Bawang Putih menyusuri sungai untuk mencari baju kesayangan ibu tirinya. Namun, sejauh kakinya
melangkah tidak ditemukannya baju kesayangan ibunya. Padahal hari sudah malam. Bawang Putih
hampir saja menangis jika tidak melihat lampu minyak di gubuk tepi sungai. Bawang Putih pun
menghampirinya.
Tok. Tok. Tok. Bawang Putih mengetuk pintu gubuk itu. Selang berapa lama kemudian muncullah
seorang nenek tua dari dalam.
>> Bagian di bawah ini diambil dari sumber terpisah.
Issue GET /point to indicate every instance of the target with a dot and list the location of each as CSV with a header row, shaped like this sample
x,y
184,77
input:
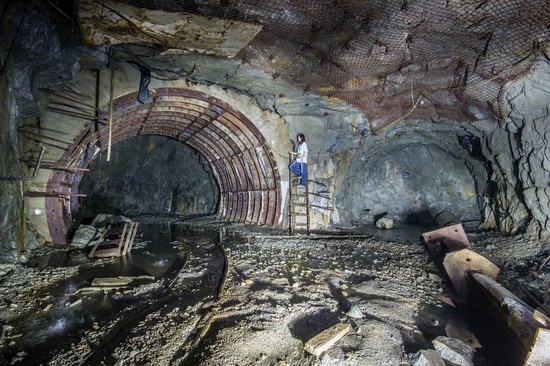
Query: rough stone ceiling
x,y
390,58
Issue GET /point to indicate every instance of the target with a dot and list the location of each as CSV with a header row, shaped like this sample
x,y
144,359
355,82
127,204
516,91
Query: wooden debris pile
x,y
116,241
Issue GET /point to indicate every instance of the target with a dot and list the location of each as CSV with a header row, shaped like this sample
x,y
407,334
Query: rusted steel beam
x,y
453,237
522,321
460,263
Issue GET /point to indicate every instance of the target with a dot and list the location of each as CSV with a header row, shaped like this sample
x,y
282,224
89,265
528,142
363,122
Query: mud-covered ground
x,y
242,296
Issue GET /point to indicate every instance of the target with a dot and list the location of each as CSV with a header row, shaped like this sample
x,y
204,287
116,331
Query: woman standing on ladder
x,y
299,166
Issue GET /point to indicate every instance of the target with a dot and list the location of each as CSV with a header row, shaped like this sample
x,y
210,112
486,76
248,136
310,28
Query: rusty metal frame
x,y
236,150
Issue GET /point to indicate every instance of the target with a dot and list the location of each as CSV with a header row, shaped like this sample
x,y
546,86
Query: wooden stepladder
x,y
298,205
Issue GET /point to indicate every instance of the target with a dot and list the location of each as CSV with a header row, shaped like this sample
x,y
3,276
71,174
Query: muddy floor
x,y
234,295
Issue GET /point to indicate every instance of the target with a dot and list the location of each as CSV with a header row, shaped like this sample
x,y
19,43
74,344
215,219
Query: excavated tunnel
x,y
239,156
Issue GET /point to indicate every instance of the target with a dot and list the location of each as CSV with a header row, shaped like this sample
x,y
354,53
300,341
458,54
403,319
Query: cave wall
x,y
150,175
11,196
518,156
411,173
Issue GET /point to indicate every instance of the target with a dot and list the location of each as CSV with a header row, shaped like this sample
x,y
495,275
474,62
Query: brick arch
x,y
238,153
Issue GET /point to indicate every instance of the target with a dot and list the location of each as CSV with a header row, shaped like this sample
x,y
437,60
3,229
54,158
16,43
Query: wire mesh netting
x,y
381,55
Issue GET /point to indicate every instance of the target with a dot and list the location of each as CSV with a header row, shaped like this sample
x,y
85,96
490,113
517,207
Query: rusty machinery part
x,y
238,154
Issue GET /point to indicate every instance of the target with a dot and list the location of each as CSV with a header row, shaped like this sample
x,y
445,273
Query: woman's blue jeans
x,y
300,169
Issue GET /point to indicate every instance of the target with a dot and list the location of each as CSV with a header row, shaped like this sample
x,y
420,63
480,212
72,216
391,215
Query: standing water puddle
x,y
66,313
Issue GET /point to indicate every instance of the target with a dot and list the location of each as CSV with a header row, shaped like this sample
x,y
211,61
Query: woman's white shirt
x,y
302,153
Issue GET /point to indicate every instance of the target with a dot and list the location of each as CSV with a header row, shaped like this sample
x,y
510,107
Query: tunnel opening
x,y
151,175
236,151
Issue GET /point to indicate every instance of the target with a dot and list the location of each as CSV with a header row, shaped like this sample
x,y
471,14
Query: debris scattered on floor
x,y
324,340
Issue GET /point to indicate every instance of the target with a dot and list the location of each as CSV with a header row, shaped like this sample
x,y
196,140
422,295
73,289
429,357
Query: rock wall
x,y
412,173
518,156
150,175
11,196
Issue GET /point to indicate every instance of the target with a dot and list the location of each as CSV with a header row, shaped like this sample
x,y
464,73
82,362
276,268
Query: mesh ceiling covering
x,y
390,57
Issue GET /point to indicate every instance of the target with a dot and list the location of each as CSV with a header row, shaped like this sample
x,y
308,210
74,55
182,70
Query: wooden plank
x,y
540,353
133,236
326,339
100,240
122,237
103,253
128,238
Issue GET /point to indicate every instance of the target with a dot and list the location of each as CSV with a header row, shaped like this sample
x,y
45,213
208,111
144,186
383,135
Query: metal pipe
x,y
110,115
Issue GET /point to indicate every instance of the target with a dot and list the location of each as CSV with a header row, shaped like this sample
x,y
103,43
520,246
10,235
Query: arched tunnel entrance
x,y
149,176
238,154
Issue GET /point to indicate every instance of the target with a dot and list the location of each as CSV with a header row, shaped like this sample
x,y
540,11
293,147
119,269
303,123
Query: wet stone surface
x,y
242,296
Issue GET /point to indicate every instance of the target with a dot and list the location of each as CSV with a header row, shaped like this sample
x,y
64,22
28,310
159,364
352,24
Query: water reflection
x,y
69,312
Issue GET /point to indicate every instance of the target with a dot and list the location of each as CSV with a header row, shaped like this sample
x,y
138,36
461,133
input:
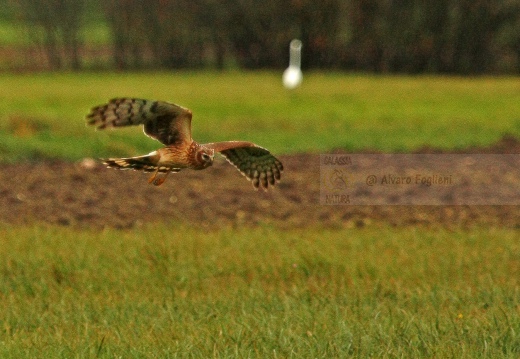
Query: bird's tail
x,y
147,163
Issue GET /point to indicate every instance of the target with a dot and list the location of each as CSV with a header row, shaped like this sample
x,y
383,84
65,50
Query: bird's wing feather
x,y
166,122
253,161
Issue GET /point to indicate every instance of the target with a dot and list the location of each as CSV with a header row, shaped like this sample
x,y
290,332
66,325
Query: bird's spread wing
x,y
163,121
254,162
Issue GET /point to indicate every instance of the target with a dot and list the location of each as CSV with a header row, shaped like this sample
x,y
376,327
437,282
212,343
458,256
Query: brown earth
x,y
87,194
Nenek tua itu memperhatikan Bawang Putih dan berkata, "Hai, gadis
manis, apa yang kamu lakukan malam-malam?"
"Begini, Nek, aku kehilangan sebuah baju dan sedang mencarinya, apakah Nenek melihatnya?"
"Apakah baju yang kamu cari berwarna merah?"
"Ah iya benar sekali, Nek. Bisakah Nenek memberikannya padaku?"
Nenek itu tersenyum. "Dengan satu syarat. Kamu harus tinggal di sini dan membantu Nenek selama
seminggu. Bagaimana?"
Bawang Putih berpikir sejenak. Jika dirinya tidak mau, ibu tirinya tentu akan marah lagi. "Baiklah,
Nek, aku mau."
2. Tinggallah Bawang Putih selama seminggu di gubuk si Nenek. Selama tinggal di sana, Bawang Putih
melakukan apa yang sudah dijanjikannya dengan rajin dan tanpa mengeluh sedikit pun.
Seminggu pun lewat. Akhirnya, Nenek itu memanggil Bawang Putih untuk mengembalikan baju ibu
tirinya. Bahkan, si Nenek memberikan Bawang Putih bonus sebuah labu. Ada dua labu yang
disodorkan untuk dipilih Bawang Putih, labu besar dan labu kecil. Bawang Putih mengambil labu
yang kecil. Si Nenek bertanya padanya, "Kenapa kamu mengambil labu yang kecil, Nak?"
"Tangan-tanganku kecil dan tenagaku hanya kuat mengangkat labu yang kecil. Jadi, aku memilih labu
kecil."
Si Nenek pun tersenyum. Bawang Putih pulang dengan riang gembira. Sesampainya di rumah, setelah
memberikan baju kepada ibu tirinya, Bawang Putih membelah labu kecil miliknya. Tak disangka
ternyata isinya emas-berlian yang sangat banyak. Bawang Merah yang mengintip tak jauh dari situ
segera memanggil ibunya. Melihat emas-berlian itu, ibu Bawang Merah segera merebutnya dari
tangan Bawang Putih. Kemudian bertanya, "Dari mana kau mendapatkan ini semua?"
Bawang Putih menceritakannya dengan jujur tanpa kurang satu detail pun. Ibu Bawang Merah
kemudian punya ide. Dia memerintahkan Bawang Merah untuk melakukan hal serupa Bawang Putih.
Bawang Merah pun setuju. Dia pergi ke rumah Nenek itu dan tinggal selama seminggu. Namun, dasar
pemalas, Bawang Merah tidak melakukan semuanya dengan sungguh-sungguh. Pada akhir minggu,
Bawang Merah dipanggil oleh si Nenek yang hendak mengembalikan bajunya. Waktu si Nenek
hendak beranjak, Bawang Merah bertanya, "Mana labu untukku?"
Si Nenek bingung mendengar pertanyaan itu. Namun, akhirnya dia mengerti. Kemudian,
membawakan dua labu, kecil dan besar, kepada Bawang Merah. Tentu saja, Bawang Merah
mengambil labu yang besar. Si Nenek tersenyum dan bertanya pada Bawang Merah. "Kenapa kamu
memilih labu yang besar?"
"Yang besar tentu isinya banyak."
Lalu Bawang Merah pulang ke rumah. Ibunya yang sudah tidak sabar segera menyambut kedatangan
putrinya. Keduanya kemudian membelah labu besar pemberian si Nenek. Bukannya keluar emas-
berlian, yang keluar justru binatang-binatang berbisa seperti ular, kalajengking dan sebagainya yang
segera mematuk mereka berdua. Keduanya langsung meninggal di tempat.